AUX ORIGINES D’UN CHOC SONORE
Dans les quartiers animés de Kinshasa, entre tôles ondulées et ondes saturées, un son étrange a jailli un jour. Un son brut, amplifié à la limite du larsen, et pourtant hypnotique, viscéral. Ce son, c’est celui de Konono N°1, groupe congolais né dans les années 1960, mais qui continue de faire trembler les murs et d’électriser les foules du monde entier.
Fondé par Mingiedi Mawangu, ancien joueur de likembé dans les fanfares traditionnelles du peuple Bazombo, Konono N°1 est né d’un défi simple mais révolutionnaire : rendre audible une musique traditionnelle dans le chaos urbain de Kinshasa. Pour cela, ils ont bricolé. Fait maison. Amplifié. Et ainsi est née une esthétique : le bricolage sonore comme art de vivre.
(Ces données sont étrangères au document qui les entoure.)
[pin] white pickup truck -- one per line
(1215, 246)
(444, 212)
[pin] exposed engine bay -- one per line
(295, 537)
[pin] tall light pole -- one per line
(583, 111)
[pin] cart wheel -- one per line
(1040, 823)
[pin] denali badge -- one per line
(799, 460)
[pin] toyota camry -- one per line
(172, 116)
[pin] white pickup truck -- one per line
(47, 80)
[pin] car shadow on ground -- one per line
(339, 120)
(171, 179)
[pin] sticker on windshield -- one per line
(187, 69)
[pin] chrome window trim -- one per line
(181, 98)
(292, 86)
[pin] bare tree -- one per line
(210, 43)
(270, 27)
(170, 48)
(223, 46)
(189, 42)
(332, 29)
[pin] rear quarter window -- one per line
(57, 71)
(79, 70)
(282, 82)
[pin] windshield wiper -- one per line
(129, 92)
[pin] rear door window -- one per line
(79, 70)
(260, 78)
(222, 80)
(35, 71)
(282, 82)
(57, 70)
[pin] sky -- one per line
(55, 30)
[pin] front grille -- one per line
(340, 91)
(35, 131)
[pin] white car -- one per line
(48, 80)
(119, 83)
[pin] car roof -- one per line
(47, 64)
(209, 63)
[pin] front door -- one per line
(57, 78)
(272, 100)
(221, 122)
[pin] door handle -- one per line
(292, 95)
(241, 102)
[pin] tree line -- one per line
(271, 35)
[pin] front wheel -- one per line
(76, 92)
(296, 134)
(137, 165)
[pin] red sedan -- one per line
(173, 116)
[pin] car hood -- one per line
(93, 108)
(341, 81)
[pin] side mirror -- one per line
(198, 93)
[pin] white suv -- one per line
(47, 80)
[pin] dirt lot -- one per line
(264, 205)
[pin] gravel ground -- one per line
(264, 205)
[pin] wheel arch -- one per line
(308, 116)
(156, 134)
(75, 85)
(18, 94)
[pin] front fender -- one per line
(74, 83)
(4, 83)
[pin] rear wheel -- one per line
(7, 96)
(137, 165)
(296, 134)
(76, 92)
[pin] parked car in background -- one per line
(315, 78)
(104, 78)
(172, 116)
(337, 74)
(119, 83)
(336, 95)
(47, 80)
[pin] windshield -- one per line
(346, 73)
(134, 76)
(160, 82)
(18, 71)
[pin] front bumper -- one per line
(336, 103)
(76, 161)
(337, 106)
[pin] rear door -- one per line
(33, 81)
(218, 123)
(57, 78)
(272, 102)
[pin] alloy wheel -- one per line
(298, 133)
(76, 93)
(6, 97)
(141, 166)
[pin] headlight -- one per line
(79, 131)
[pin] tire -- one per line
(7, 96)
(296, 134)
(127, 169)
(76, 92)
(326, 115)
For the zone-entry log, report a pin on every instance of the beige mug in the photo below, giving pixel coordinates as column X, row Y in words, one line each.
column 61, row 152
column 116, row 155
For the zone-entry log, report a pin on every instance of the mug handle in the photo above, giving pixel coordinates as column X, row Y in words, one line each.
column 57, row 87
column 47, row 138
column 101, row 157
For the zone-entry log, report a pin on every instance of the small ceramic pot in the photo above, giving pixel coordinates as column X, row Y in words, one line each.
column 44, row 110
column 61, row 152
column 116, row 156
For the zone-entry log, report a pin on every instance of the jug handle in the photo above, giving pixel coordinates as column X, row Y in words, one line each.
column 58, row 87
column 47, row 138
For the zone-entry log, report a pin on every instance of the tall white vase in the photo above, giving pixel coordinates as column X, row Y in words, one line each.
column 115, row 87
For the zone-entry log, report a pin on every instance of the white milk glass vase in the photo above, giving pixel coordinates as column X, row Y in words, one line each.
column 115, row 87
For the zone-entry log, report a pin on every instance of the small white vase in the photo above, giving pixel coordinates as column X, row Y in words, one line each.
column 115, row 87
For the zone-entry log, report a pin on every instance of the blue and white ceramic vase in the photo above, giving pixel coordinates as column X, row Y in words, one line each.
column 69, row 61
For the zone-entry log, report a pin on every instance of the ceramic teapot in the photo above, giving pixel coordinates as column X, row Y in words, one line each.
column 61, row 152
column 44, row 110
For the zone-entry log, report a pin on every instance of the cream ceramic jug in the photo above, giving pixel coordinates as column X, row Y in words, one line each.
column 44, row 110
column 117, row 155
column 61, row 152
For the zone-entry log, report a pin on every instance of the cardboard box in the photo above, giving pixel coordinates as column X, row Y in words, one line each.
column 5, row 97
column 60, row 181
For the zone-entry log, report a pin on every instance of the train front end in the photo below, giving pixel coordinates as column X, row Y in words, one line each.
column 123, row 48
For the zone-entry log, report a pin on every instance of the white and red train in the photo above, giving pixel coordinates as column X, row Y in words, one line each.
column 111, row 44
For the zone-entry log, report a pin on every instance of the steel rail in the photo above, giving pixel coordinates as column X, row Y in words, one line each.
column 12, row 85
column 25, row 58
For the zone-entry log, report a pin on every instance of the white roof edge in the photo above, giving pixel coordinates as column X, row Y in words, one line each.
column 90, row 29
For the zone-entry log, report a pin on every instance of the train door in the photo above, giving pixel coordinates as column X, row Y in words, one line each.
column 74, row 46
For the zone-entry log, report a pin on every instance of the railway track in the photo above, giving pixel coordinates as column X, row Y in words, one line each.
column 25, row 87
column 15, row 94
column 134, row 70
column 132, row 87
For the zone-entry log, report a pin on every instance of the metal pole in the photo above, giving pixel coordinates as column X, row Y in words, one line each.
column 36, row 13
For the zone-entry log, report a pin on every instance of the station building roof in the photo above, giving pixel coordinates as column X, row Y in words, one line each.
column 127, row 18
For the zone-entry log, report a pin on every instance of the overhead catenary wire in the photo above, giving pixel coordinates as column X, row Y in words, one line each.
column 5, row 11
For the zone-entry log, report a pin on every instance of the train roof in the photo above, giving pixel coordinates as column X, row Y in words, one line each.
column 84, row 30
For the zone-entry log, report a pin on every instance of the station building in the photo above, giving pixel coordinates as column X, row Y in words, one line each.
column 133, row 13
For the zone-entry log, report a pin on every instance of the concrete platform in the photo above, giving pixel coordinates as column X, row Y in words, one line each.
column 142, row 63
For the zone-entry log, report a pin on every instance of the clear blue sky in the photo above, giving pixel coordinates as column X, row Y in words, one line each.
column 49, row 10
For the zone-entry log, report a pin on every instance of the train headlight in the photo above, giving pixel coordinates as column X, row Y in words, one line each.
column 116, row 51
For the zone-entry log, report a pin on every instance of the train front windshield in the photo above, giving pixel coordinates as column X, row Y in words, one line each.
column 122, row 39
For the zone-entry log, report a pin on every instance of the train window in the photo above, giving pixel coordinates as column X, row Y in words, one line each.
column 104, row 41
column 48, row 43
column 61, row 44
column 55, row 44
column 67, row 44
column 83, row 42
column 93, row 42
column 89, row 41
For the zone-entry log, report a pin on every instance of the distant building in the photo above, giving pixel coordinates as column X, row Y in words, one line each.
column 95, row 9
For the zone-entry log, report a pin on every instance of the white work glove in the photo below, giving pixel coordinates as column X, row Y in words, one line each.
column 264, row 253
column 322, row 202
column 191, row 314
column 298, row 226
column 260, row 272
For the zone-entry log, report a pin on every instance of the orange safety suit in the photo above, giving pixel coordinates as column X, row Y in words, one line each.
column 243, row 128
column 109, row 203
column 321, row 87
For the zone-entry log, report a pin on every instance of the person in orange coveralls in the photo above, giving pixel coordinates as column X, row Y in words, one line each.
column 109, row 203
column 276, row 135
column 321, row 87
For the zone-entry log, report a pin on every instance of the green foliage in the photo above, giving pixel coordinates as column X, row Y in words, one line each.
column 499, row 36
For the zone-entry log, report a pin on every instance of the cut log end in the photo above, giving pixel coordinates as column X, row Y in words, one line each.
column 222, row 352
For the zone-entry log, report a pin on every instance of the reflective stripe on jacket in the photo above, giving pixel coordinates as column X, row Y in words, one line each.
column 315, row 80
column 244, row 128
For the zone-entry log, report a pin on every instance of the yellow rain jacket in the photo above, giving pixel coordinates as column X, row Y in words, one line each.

DES INSTRUMENTS FAITS MAIN, UNE ÉNERGIE BRUTE
La magie de Konono N°1 commence par ses instruments : des likembés (pianos à pouces) montés sur des micros récupérés dans des carcasses de voitures, des amplis rudimentaires, des haut-parleurs distordus, des tambours en bidons, le tout conçu avec l’ingéniosité des rues africaines.
Mais ce que d’autres appelleraient “bruit”, eux en ont fait un langage, un style, une transe. Leur son est une collision de l’ancien et du nouveau, une danse tribale passée à l’électricité. On n’écoute pas Konono N°1, on entre en vibration avec eux.

QUAND LE MONDE DÉCOUVRE KINSHASA AUTREMENT
Pendant des années, Konono N°1 joue dans les rues, lors de cérémonies, dans les fêtes populaires. Mais dans les années 2000, tout change. Grâce à la scène musicale alternative mondiale et au label belge Crammed Discs, le groupe explose à l’international — en 2004, leur album “Congotronics” fait l’effet d’un choc dans les circuits indépendants européens. Musiciens électroniques, rockeurs, DJs, tous s’inclinent devant ce son sauvage et pur, cette techno analogique sortie tout droit des faubourgs congolais. Le monde découvre alors une Afrique moderne, inventive, radicalement contemporaine.
Konono N°1 devient une référence : de Radiohead à Björk, nombreux sont ceux qui les citent ou collaborent avec eux. Et pourtant, eux, ne changent rien. Leurs outils restent rudimentaires, leur énergie intacte — et surtout, Konono N°1 est à ce jour le seul groupe congolais à avoir remporté un Grammy Award, une reconnaissance majeure qui scelle leur place dans l’histoire mondiale de la musique. Une récompense qui ne les a pas éloignés de leurs racines, mais qui a amplifié leur voix, leur portée, leur mission.

UNE MUSIQUE DE TRANSE, DE FEU ET DE RÉSISTANCE
Ce que Konono N°1 offre au public, ce n’est pas juste de la musique : c’est une expérience sensorielle, une transe primitive, une lumière dans le chaos. Ils sont les enfants du bruit, mais le bruit sacré, celui qui vient du fond des âges, porté par la poussière, l’électricité et la foi.
Leur musique est aussi une forme de résistance : résistance à l’uniformisation, au silence, à l’invisibilisation des cultures populaires africaines. Konono N°1, c’est le cri joyeux de Kinshasa qui refuse de se taire.
UN HÉRITAGE VIVANT, ENTRE TRADITION ET FUTURISME
Aujourd’hui encore, même après la disparition de son fondateur, le groupe continue de tourner, de transmettre. Konono N°1 n’est pas un groupe figé, c’est une école de sons, un mouvement, une manière de penser le monde en pulsations.
Ils incarnent cette Afrique urbaine qui ne renie pas ses racines, mais les transforme, les électrise, les projette vers l’avenir. Dans chaque note saturée, dans chaque likembé hurlant, il y a une mémoire ancienne, une prière, une joie brute — Konono N°1, ce sont les forgerons du son, les bâtisseurs d’une modernité enracinée.

LE FUTUR A UN CŒUR AFRICAIN
Konono N°1 a prouvé que la tradition n’est pas figée, qu’elle peut devenir une force futuriste, un cri contemporain. Leur musique est une métaphore du Congo : chaotique, inventive, indomptable, profondément humaine.
Et tant que leurs likembés continueront de vibrer, le monde saura que Kinshasa ne dort jamais, que ses rues chantent encore, et que ses enfants peuvent créer de la beauté avec trois fils de fer et un vieux haut-parleur.